On December 7th 1941, at 7:55am, Japan launched an unprecedented attack on the USA. The surprise bombing would leave over 2,000 men and women dead, both military personnel and civilians alike, and would lead to the States’ eventual – and seemingly inevitable – entry into World War Two.
Pearl Harbour is not, to my knowledge, a subject that is taught on the school curriculum in England (please correct me if I’m wrong – it’s just I certainly never learnt about it). In complete honesty, all I knew about the events that took place that day I’d learnt from an appalling Ben Affleck movie (which, by the way, couldn’t have missed the point any further if it tried). That said, prior knowledge or no, the Pearl Harbor National Park and historic sites was an interesting, insightful and overall humbling experience.
Sad as it is to say, the setting itself is beautiful; glistening, deep-blue water sparkles across the bay, memorial plaques line the harbor-side paths. The magnificent USS Arizona memorial stands sentinel across the way, a stunning reminder of what took place here.
The museums themselves are brilliant – interactive and touching, emotionally, without being cheesy, which is often the American way (no offence to be taken here, guys – it’s also one of the things I love most about y’all). I’m disappointed in myself to admit that I had no idea of the scale of the Pearl Harbor attack – Japan flew over 300 planes, undetected, across the Pacific ocean, to bomb the living daylights out of the island of Oahu in two, brutal waves.
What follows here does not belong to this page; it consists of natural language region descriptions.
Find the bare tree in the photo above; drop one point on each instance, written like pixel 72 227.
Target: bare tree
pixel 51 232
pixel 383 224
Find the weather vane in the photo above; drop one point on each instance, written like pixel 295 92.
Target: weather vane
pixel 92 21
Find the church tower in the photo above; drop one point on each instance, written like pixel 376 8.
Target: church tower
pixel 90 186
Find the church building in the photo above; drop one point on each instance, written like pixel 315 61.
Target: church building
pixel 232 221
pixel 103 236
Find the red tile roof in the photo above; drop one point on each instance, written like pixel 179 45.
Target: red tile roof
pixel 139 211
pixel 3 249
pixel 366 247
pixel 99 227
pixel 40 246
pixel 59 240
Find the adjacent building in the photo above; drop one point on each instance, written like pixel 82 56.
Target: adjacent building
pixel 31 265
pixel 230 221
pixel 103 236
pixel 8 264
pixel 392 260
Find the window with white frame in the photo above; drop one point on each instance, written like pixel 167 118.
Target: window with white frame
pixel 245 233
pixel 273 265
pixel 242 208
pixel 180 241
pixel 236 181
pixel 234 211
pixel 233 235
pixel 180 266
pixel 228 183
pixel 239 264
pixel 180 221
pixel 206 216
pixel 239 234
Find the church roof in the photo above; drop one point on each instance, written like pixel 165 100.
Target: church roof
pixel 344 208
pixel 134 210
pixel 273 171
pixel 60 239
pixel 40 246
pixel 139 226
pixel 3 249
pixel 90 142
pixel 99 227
Pearl Harbor itself wasn’t the only place targeted – Oahu is a huge military hub and numerous airfields and bases were under fire. The US Navy’s fleet was completely crippled; the USS Arizona, Nevada, Oklahoma, all of the battleships, either sunk or were blown to pieces. Almost half of the day’s casualties were caused when the USS Arizona’s forward magazine caught fire and exploded, killing most upon impact, and entombing the rest. Almost 200 airplanes were completely destroyed, with over 150 damaged beyond use.
The infamous words, “Tora! Tora! Tora!” were screamed by the Japanese commander, Admiral Isoroku Yamamoto, when it was apparent that their surprise attack had worked – Oahu, and everybody on it, had been completely unprepared.
We visited the USS Bowfin museum, which was awesome – it’s actually a docked submarine which was in service during the Second World War. It was amazing to see how the sailors live – in such tiny quarters, every inch of space is precious. I’m being serious – there are even beds which fold out over the gigantic torpedoes. We listened to ex-Sailors talk about hiding from the Japanese; diving down to depths of over 600ft, disappearing into the dark ocean to flee attacks and explosions, to avoid being detected by inferior Japanese radars. Fascinating to see the inner workings, the hundreds of switches, buttons and meters, of a stealthy, underwater killing machine.
Being on the USS Bowfin really brought home a few things, mainly how terrifying it would have been to have been one of the poor souls trapped in the dark, steel belly of the Arizona when she exploded. Their bodies remain there today; there were no survivors. Just standing in the cramped engine room, imagining the sounds, the terror, was both difficult and somewhat distressing… May they rest in peace, and never be forgotten.
It’s peaceful now, at Pearl Harbor; factual, respectful, peaceful. Harrowing, sure, but a beautiful, calm place to remember the events that day and remember those who lost their lives.
There is no use in giving a spiel about why it happened, why it shouldn’t have happened, what ifs and buts. BUT, when mindless violence can be avoided, it should be – it’s events like these that we should try to remember in times of aggression, tension between nations.